Œuvre magistrale de Scorsese qui à mon sens aurait pu être un chef d’œuvre sans ces quelques longueurs en 2e partie, lesquelles auraient pu être évitées avec un montage et une écriture un peu plus compacts pour une durée inférieure d’au moins trente minutes.
Ceci étant dit, pour le reste c’est absolument excellent.
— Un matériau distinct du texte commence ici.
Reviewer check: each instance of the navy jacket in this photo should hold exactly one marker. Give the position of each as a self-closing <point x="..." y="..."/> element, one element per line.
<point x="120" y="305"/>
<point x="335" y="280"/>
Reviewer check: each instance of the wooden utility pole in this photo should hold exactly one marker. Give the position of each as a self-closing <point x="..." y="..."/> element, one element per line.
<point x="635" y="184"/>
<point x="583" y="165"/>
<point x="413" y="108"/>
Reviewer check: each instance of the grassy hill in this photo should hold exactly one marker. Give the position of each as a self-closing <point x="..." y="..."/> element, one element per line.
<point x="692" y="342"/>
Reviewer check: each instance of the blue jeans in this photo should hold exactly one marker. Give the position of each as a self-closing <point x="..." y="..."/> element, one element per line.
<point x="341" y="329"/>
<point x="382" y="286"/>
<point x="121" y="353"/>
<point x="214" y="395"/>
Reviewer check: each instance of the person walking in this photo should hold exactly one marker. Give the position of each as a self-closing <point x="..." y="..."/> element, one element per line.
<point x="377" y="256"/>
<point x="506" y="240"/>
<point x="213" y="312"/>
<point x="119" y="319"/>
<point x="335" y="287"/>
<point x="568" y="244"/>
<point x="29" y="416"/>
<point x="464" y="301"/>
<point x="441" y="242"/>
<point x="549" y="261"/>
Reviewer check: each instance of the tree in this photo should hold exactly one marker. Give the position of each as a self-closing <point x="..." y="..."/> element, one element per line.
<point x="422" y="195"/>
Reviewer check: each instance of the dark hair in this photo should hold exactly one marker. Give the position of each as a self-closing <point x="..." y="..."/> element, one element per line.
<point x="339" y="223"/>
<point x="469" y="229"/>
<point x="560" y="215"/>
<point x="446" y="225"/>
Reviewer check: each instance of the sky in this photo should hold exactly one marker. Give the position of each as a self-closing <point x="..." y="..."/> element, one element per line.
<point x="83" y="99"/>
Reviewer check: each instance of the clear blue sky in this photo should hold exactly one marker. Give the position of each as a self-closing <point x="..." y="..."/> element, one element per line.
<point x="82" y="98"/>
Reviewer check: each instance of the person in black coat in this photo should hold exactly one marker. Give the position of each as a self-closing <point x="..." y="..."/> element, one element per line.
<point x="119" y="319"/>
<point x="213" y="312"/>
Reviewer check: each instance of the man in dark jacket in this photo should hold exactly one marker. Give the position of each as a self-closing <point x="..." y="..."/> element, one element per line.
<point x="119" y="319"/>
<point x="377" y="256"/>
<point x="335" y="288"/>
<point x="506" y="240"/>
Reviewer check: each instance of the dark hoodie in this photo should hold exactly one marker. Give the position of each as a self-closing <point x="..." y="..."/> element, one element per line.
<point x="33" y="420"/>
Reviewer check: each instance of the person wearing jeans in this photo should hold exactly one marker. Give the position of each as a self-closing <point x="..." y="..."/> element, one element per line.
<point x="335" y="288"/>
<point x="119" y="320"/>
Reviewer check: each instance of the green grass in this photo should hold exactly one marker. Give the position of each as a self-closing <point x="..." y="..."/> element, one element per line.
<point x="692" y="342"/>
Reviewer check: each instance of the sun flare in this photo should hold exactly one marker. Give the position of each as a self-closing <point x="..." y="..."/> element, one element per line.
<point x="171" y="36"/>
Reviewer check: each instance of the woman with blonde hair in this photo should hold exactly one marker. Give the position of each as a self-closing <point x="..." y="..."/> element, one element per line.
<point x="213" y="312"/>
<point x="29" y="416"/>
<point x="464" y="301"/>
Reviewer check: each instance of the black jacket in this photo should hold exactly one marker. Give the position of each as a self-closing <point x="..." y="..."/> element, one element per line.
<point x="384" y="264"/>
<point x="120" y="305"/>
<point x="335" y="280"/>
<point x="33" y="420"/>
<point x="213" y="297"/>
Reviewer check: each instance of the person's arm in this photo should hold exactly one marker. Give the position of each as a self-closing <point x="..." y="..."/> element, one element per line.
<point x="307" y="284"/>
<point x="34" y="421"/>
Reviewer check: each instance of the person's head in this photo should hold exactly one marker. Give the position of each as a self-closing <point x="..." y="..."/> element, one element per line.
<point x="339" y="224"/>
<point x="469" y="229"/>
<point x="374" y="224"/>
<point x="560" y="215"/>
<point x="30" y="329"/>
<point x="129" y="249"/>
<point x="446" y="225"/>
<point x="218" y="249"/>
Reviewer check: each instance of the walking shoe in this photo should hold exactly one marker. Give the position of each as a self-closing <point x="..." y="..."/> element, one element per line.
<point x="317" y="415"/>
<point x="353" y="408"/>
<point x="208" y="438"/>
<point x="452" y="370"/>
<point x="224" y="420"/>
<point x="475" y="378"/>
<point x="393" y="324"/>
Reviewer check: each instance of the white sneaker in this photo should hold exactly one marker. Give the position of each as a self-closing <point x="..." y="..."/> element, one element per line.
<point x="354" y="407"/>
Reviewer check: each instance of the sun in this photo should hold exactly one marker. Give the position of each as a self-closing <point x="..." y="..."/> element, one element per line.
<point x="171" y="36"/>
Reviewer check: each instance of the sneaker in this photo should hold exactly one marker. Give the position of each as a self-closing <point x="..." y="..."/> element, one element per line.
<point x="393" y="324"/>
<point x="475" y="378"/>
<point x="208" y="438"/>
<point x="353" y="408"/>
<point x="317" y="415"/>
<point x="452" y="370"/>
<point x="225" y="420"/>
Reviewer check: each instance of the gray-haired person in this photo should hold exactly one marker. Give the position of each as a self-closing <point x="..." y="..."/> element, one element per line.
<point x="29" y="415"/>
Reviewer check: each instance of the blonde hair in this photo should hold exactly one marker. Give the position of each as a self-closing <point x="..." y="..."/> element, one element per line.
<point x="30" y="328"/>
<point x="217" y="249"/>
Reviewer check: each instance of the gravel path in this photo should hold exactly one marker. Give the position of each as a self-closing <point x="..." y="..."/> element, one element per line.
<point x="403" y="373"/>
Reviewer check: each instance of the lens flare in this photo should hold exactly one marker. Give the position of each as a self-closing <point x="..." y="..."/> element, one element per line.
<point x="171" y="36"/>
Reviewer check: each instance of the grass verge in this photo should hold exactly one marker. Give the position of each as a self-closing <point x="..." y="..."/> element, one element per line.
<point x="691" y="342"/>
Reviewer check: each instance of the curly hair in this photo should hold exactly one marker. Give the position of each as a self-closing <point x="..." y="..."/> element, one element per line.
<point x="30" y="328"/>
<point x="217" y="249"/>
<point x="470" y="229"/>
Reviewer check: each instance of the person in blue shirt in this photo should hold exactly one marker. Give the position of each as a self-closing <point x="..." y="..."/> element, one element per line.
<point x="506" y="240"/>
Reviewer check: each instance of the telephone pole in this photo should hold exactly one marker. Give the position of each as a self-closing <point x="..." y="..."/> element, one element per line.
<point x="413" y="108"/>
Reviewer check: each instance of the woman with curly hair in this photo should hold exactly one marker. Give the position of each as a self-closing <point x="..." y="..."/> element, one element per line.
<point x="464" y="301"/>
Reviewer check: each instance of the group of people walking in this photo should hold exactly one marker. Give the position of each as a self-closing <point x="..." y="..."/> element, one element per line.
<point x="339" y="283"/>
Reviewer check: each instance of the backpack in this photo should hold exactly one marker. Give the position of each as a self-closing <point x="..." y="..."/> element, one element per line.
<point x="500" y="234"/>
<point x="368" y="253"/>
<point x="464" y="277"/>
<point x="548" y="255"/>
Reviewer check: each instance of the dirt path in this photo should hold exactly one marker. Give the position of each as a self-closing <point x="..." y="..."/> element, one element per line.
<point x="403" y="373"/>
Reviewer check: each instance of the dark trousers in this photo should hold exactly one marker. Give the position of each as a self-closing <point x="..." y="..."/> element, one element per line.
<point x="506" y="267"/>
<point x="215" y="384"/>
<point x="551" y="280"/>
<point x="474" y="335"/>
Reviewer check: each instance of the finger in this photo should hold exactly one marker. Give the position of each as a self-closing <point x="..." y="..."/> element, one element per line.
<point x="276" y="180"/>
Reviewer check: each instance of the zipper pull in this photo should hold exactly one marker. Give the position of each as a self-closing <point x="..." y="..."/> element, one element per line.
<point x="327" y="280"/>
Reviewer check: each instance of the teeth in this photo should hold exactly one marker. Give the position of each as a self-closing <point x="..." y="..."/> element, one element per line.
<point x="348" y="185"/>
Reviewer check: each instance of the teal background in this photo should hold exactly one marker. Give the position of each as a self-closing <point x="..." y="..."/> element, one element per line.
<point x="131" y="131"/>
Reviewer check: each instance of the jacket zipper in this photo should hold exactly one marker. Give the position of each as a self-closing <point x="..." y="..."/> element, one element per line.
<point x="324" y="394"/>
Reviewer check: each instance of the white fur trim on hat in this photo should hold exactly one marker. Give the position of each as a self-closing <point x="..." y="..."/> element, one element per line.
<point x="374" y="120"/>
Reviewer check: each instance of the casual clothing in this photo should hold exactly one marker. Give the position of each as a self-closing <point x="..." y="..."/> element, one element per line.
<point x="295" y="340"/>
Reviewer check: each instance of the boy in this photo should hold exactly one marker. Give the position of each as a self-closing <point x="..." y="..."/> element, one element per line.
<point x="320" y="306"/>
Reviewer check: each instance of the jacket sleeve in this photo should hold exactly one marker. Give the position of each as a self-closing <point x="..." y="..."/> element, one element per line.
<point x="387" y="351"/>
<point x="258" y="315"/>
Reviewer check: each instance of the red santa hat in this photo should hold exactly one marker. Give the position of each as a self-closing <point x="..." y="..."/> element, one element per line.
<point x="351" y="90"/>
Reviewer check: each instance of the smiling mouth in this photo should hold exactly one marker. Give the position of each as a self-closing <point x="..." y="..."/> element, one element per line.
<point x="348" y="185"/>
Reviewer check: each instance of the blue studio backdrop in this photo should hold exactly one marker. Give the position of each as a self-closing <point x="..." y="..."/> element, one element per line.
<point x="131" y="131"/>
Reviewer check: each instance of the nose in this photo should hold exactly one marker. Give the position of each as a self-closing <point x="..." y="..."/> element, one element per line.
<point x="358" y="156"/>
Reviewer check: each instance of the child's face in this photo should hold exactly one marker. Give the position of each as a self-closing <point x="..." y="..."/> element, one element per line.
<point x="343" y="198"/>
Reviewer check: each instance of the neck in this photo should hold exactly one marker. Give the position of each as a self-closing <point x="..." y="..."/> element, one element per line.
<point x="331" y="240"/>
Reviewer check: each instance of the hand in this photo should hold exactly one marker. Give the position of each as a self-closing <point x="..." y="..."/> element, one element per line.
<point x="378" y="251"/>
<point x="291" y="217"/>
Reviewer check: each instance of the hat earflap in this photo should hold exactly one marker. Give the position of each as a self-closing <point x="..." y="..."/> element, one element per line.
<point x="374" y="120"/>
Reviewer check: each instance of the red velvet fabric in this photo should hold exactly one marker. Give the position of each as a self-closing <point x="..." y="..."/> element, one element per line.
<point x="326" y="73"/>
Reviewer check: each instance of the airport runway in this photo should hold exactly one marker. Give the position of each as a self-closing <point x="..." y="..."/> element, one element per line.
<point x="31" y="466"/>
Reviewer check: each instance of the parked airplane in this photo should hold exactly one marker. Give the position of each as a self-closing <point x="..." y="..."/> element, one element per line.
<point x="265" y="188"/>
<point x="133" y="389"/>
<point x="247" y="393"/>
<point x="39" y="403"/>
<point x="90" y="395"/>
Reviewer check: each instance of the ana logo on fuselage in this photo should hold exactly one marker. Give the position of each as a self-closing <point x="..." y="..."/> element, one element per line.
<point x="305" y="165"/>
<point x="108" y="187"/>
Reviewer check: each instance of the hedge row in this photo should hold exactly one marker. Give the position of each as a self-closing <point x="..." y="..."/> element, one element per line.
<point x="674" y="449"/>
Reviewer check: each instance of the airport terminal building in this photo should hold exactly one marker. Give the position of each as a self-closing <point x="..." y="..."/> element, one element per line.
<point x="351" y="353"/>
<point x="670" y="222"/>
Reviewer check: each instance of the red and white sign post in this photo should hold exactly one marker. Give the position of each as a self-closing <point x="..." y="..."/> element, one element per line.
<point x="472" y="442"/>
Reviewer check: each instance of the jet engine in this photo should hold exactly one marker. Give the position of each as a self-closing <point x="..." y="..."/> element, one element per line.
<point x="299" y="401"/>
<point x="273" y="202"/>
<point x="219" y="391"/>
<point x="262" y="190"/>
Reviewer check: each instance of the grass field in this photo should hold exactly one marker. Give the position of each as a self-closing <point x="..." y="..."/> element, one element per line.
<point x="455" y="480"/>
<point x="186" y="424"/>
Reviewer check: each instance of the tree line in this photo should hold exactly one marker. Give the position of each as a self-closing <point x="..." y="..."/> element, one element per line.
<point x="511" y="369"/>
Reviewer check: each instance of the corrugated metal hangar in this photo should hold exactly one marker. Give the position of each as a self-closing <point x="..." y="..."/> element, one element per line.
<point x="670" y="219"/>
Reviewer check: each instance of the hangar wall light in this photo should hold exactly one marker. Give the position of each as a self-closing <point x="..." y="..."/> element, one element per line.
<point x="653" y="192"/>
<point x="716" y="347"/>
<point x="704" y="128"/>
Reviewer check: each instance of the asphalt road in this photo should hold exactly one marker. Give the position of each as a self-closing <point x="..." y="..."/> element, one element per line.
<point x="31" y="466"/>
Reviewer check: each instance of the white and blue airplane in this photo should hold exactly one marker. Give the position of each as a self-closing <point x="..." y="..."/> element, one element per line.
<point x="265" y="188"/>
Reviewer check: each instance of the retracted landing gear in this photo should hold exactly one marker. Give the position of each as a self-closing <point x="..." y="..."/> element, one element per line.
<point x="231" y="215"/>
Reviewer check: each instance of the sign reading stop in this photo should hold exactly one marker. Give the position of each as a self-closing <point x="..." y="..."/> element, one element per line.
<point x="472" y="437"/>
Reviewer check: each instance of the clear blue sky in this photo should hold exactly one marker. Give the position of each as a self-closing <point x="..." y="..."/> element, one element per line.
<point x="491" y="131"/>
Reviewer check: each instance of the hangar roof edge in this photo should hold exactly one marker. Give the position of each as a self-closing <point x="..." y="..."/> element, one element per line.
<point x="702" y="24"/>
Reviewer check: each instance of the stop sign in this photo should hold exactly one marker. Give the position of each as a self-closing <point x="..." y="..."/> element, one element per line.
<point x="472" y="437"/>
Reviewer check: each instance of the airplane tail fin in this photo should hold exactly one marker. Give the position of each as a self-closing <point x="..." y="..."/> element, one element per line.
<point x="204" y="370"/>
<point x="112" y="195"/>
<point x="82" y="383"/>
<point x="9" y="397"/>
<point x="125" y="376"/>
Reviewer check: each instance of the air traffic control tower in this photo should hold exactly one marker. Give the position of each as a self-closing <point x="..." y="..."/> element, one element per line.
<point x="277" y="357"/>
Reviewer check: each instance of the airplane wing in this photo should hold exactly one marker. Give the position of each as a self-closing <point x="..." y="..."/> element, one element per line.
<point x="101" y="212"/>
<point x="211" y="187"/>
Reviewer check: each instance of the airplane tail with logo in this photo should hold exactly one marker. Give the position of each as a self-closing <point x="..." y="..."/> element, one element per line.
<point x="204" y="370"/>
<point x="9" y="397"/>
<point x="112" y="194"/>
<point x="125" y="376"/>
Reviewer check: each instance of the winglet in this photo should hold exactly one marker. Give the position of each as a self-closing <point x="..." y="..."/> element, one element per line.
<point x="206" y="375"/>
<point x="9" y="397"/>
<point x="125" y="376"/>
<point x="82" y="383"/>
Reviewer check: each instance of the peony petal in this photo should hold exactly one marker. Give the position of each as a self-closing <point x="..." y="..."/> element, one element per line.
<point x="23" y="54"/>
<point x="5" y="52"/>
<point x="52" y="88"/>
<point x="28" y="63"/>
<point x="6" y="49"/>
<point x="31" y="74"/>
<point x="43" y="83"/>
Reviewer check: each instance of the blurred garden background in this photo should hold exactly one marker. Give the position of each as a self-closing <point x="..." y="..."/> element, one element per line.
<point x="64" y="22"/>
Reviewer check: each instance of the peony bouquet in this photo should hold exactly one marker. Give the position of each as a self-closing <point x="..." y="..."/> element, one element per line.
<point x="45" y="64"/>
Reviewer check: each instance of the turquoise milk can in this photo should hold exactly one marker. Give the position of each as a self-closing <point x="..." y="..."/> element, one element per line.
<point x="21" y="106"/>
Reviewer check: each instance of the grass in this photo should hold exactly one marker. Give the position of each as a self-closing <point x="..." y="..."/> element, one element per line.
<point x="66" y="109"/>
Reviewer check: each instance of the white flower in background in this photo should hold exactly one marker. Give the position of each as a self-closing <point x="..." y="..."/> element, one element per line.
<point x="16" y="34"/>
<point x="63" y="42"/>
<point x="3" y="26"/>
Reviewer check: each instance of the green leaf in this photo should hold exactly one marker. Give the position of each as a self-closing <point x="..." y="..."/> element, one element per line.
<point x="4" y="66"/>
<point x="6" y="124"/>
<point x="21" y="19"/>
L’histoire d’abord, aussi glaçante que passionnante qui montre cette cruauté sans borne dont les « Américains anglo-saxons » firent preuve face aux Amérindiens. Dans la lignée d’une colonisation anglaise du territoire qui dès l’origine vit les autochtones comme des peuples gênants (approche très différente de celle de la France qui en fit le plus souvent des partenaires si ce n’est des alliés, voire des sujets sous la protection de la couronne de France), la jeune nation étasunienne de ce début du XXe siècle, qui a achevé la Conquête de l’Ouest géographique depuis quelques années déjà, cherche à faire main basse sur les rares ressources qui lui échappent encore, en l’occurrence ici au profit des Osages. Sans trop en dévoiler nous dirons que le processus est cynique, d’abord insidieux et progressif avant d’être violent et expéditif sans aller jusqu’à basculer dans le massacre ouvert comme celui commis sur la population noire à Tulsa à la même époque.
Au niveau de la réalisation c’est du grand art : si ce n’est la durée à mon sens un poil excessive et qui peut entraîner une forme de lassitude sur la dernière heure avec en plus un final qui m’a un poil déçu sur la forme, on est vraiment plongé dans cette société mixte qui voit une des deux ethnies s’imposer progressivement et impitoyablement. En cela c’est une forme de western, l’ultime phase de la Conquête de l’Ouest.
Au niveau du jeu d’acteur c’est selon moi un sans faute. Carpaccio concourt clairement pour l’oscar du meilleur acteur (à moins que l’Empereur ne contre-attaque le 22 novembre ?), il est absolument bluffant. De Niro pourra peut-être briguer celui du meilleur second rôle et Lily Gladstone ne souffre jamais de la comparaison. Les seconds/troisièmes couteaux, nombreux sur un film de cette durée, sont tous excellents, Scorcese sait diriger ses acteurs ça ne fait pas de doutes.
Ainsi lorsque Eastwood, un autre des survivants du cinéma classique hollywoodien, a déçu avec son dernier bébé Cry Macho, Scorsese livre avec ce Killers of Flower Moon un film puissant qui fait d’ores-et-déjà partie des meilleurs films de cette année 2023.